Conceptual: Why does SIP ALG break VoIP services?
One typical issue any professional working with IP telephony is almost guaranteed to encounter is that networks with a certain setting enabled produce strange behavior during VoIP calls. SIP Application Level Gateway (ALG), or in some contexts, SIP Inspection, has gained notoriety for causing unexpectedly dropped calls, loss of media, and calls that cannot be answered, among other things.
What is SIP ALG trying to solve?
Ironically enough, SIP ALG was originally designed in an attempt to solve a long-standing issue in VoIP telephony, encountered when operating on networks utilizing the Network Address Translation (NAT) protocol.
NAT, which is an indispensable tool on public-facing networks, allows multiple devices on the same network to share a single public IP address through port-based translation. Traffic from outside of the network can then be routed to individual devices or services based on the NAT device’s translation rules. This achieves two goals: it offers extra security and privacy by masking the private IP address of devices on the network (although it can be argued that this is not as much an actually intended goal as it is a positive side-effect), and it reduces the number of IPv4 addresses required.
However, this behavior does not play well with the Session Initiation Protocol (SIP). SIP is a text-based protocol, and is used to establish, manage and tear down communication sessions between parties. In layman’s terms, it lets devices introduce themselves to each other (often through a “friend in common”, a SIP proxy) and let the other know that they would like to start communicating. Additionally, it lets them negotiate how they will communicate - what codecs to use, which ports to send audio to, etc., by carrying Session Description Protocol (SDP) payloads. Think of this as people agreeing on what language they should speak to each other by exchanging a list of languages they each speak, and how well.

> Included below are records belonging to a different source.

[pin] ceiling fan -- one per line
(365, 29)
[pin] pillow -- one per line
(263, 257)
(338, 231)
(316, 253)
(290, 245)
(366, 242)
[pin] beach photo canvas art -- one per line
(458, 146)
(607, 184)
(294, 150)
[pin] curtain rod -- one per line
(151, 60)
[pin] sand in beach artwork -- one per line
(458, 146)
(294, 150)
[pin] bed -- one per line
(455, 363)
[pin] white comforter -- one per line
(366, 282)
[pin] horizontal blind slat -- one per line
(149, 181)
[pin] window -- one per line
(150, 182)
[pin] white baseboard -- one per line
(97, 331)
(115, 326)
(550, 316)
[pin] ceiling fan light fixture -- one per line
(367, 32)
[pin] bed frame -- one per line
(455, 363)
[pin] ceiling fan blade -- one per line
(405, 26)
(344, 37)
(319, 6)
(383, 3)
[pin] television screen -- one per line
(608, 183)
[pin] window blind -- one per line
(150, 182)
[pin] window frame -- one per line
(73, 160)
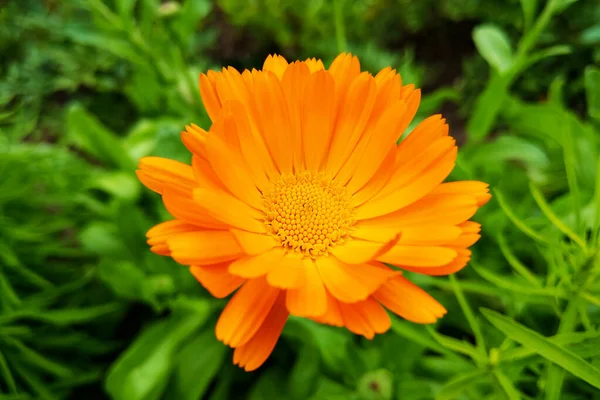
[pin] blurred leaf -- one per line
(90, 135)
(330, 390)
(487, 107)
(546, 348)
(110, 43)
(376, 385)
(191, 14)
(143, 370)
(330, 341)
(493, 45)
(101, 238)
(459, 383)
(269, 386)
(507, 386)
(304, 374)
(123, 277)
(68, 316)
(529, 8)
(7, 375)
(592, 88)
(196, 365)
(125, 8)
(545, 207)
(120, 184)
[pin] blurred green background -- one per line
(87, 87)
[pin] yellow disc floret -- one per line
(308, 213)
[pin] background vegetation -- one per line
(87, 87)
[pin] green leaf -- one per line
(63, 317)
(505, 283)
(330, 341)
(592, 90)
(545, 347)
(493, 45)
(507, 386)
(7, 375)
(376, 385)
(545, 207)
(487, 107)
(143, 370)
(123, 277)
(459, 383)
(125, 9)
(305, 373)
(518, 222)
(121, 184)
(269, 386)
(87, 133)
(529, 8)
(196, 365)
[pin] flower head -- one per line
(299, 200)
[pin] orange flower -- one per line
(298, 197)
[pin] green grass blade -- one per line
(507, 386)
(466, 309)
(459, 383)
(546, 348)
(545, 207)
(514, 262)
(518, 222)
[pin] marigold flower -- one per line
(298, 197)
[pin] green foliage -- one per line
(89, 87)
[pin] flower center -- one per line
(308, 213)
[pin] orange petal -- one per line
(252, 146)
(469, 235)
(204, 247)
(159, 174)
(259, 265)
(255, 352)
(351, 121)
(430, 210)
(276, 64)
(289, 273)
(246, 312)
(377, 182)
(254, 243)
(418, 256)
(350, 283)
(274, 119)
(402, 297)
(194, 138)
(217, 279)
(390, 127)
(453, 266)
(427, 132)
(407, 171)
(317, 118)
(314, 64)
(362, 251)
(332, 315)
(158, 235)
(191, 211)
(310, 299)
(293, 84)
(412, 192)
(478, 189)
(365, 318)
(229, 210)
(427, 234)
(344, 69)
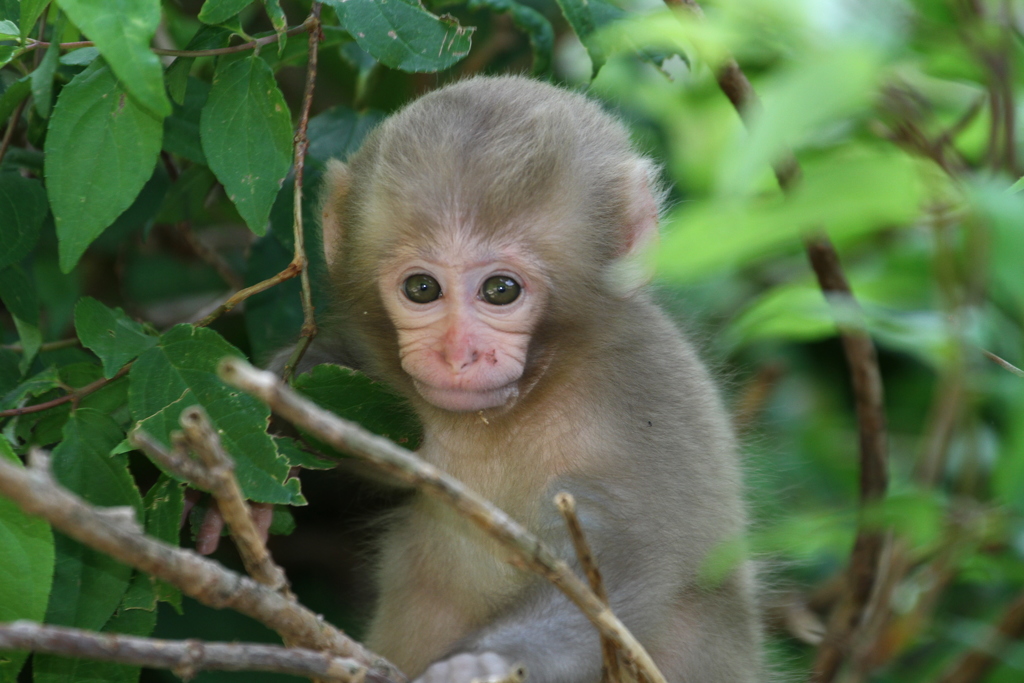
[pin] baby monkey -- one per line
(481, 247)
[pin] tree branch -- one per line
(973, 667)
(251, 45)
(37, 494)
(301, 146)
(183, 657)
(75, 395)
(609, 653)
(406, 466)
(867, 389)
(215, 473)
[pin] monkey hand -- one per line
(466, 668)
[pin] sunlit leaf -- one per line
(110, 334)
(247, 136)
(17, 293)
(23, 208)
(26, 571)
(181, 371)
(96, 131)
(402, 35)
(354, 396)
(218, 11)
(123, 32)
(88, 585)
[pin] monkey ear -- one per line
(335, 188)
(633, 266)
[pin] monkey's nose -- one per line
(462, 358)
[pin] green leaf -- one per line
(42, 81)
(300, 457)
(218, 11)
(580, 15)
(530, 22)
(207, 38)
(339, 131)
(1001, 211)
(402, 35)
(110, 334)
(31, 10)
(27, 569)
(797, 103)
(88, 585)
(36, 385)
(181, 371)
(10, 375)
(164, 503)
(13, 96)
(123, 31)
(18, 295)
(96, 131)
(850, 194)
(280, 23)
(247, 136)
(354, 396)
(795, 311)
(83, 56)
(127, 621)
(23, 208)
(181, 134)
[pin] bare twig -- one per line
(609, 653)
(407, 467)
(11, 125)
(75, 395)
(37, 494)
(251, 45)
(867, 389)
(1001, 363)
(301, 145)
(220, 468)
(184, 657)
(176, 460)
(973, 667)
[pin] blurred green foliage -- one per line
(138, 189)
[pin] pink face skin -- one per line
(463, 352)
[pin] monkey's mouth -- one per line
(464, 400)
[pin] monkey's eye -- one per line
(501, 290)
(422, 289)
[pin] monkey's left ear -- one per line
(633, 266)
(334, 190)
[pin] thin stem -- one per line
(867, 389)
(11, 125)
(75, 395)
(290, 271)
(183, 657)
(116, 532)
(527, 550)
(300, 260)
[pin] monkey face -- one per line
(464, 314)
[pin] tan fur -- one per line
(610, 402)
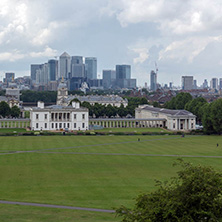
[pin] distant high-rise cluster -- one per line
(153, 81)
(78, 71)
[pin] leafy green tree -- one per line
(216, 115)
(15, 111)
(194, 195)
(195, 107)
(4, 109)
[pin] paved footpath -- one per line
(56, 206)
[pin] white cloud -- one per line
(177, 17)
(11, 56)
(48, 52)
(187, 49)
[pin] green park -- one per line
(100, 172)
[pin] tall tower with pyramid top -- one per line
(62, 93)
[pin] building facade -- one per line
(113, 100)
(58, 117)
(176, 120)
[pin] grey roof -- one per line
(97, 98)
(168, 111)
(58, 107)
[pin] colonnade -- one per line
(14, 123)
(60, 116)
(127, 123)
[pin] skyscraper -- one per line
(123, 72)
(109, 78)
(214, 83)
(153, 81)
(64, 65)
(91, 67)
(53, 69)
(34, 67)
(77, 67)
(123, 77)
(187, 82)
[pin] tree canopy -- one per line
(194, 195)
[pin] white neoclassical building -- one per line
(57, 117)
(177, 120)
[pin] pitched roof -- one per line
(168, 111)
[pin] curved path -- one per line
(56, 206)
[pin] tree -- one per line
(4, 109)
(195, 107)
(194, 195)
(15, 111)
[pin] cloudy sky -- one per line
(184, 37)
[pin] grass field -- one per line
(90, 171)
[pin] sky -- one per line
(183, 37)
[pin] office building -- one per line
(34, 68)
(220, 83)
(194, 84)
(91, 67)
(123, 72)
(77, 67)
(205, 84)
(153, 81)
(42, 75)
(53, 69)
(109, 78)
(187, 82)
(123, 77)
(64, 65)
(214, 83)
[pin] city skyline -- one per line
(184, 38)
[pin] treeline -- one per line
(6, 111)
(99, 110)
(208, 114)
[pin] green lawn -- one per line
(73, 176)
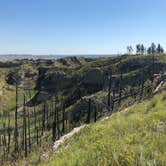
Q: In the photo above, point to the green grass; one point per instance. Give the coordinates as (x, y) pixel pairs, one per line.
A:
(136, 136)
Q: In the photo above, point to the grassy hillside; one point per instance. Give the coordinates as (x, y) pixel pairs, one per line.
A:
(136, 136)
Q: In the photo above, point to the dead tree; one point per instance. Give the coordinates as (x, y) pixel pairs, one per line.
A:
(89, 111)
(120, 88)
(109, 90)
(43, 118)
(16, 123)
(63, 118)
(58, 125)
(142, 84)
(9, 134)
(54, 125)
(29, 132)
(25, 129)
(95, 114)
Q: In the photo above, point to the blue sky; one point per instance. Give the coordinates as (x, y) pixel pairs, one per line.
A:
(79, 26)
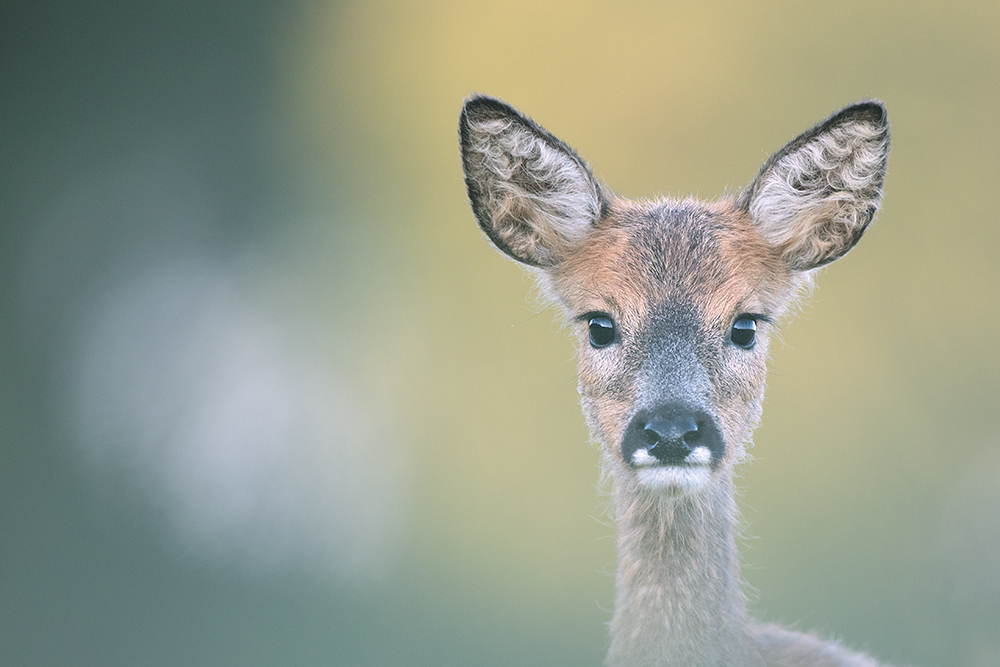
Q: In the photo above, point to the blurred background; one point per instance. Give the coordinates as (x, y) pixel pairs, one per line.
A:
(267, 397)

NAT, which hides private IP addresses from the public internet, has long been known to mess with SIP communication. Important pieces of information, such as IP addresses and port numbers get quite literally lost in translation, and SIP messages end up containing the wrong “return address”. When a device “introduces itself” via SIP, the SIP/SDP payload often includes its private IP address. When the message goes through the NAT translation step, the NAT device alters the IP packet header and replaces the private address with a public one. It does not, however, alter the actual payload, leaving the private IP unaltered. When the SIP message reaches its destination, the party on the other side attempts to communicate with the private address it receives - which it obviously cannot do.
Thus, we end up with calls that don’t seem to go through, media that seems to get lost on the way, and similar annoyances.
What does SIP ALG do?
So how does SIP ALG try to remedy this issue? We already know that the NAT device modifies the IP packet’s headers, masking the private IP address, but it leaves the payload unaltered, leading to the issues discussed above.

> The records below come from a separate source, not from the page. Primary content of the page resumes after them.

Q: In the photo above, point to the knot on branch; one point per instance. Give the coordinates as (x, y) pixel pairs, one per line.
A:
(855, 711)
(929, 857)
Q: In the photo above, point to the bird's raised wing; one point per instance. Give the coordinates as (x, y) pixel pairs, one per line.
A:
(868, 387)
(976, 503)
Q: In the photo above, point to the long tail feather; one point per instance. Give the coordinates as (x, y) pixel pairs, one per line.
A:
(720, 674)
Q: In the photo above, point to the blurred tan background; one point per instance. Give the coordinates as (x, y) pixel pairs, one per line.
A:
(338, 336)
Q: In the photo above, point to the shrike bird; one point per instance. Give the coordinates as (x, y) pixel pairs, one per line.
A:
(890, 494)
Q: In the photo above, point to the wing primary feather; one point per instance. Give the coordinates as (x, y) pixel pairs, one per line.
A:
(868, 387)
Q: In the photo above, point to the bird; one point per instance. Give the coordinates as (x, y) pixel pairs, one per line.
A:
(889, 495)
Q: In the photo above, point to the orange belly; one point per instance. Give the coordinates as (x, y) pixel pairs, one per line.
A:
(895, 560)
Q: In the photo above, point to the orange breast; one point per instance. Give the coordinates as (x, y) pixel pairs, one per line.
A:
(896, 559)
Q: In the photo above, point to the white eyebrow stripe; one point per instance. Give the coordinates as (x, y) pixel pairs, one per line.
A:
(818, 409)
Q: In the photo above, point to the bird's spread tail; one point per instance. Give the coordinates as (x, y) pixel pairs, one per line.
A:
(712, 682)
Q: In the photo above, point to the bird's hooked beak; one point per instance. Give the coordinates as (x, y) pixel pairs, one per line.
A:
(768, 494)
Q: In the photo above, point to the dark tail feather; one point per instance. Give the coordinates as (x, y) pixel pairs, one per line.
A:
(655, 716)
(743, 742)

This is where SIP ALG comes in. ALG inspects the contents of each packet on the application layer - meaning it actually looks into the SIP message - and replaces the private address with the public one.
At least in theory.
In practice, what happens is it replaces occurrences of the private IP in some SIP headers (such as Via and Contact), while often completely ignoring or mishandling the SDP body, where the actual media channels are established. So, while the SIP message may actually arrive to the destination, it will instruct the receiver to send its media to a private IP address that it cannot communicate with - essentially telling it to throw them out the window.
This can explain the typical occurrence of a call being active, but no audio going through in one (or both) directions: the two parties receive each other’s SIP messages and agree to start a session, but they are sending the actual media packets into the void.
The good news
Fortunately, the solution for the issues caused by SIP ALG is quite simple in most cases: just turn the setting off.
Truth is, SIP ALG is a stubborn remainder of technology that is no longer very relevant. Modern VoIP solutions, such as Teams and FreePBX handle NAT traversal themselves, using more modern protocols, such as Session Traversal Utilities for NAT, Traversal Using Relays around NAT (TURN) and Interactive Connectivity Establishment (ICE).
Conclusion
Although SIP ALG is an outdated technology, anyone working as a VoIP professional is likely to encounter it sooner or later. Originally designed to allow for SIP communication across networks using NAT, it has quite ironically become a very common cause of issues in such setups. And while we may be aware of it, and disabling it might already be among the first steps we take when troubleshooting VoIP service issues, it’s useful to understand why exactly we do that.
Hopefully this short introduction to the topic has managed to shed some light on what happens under the hood when SIP ALG replaces the private IP address in a SIP message’s headers, but fails to do so in the message payload, and why that can break IP telephony.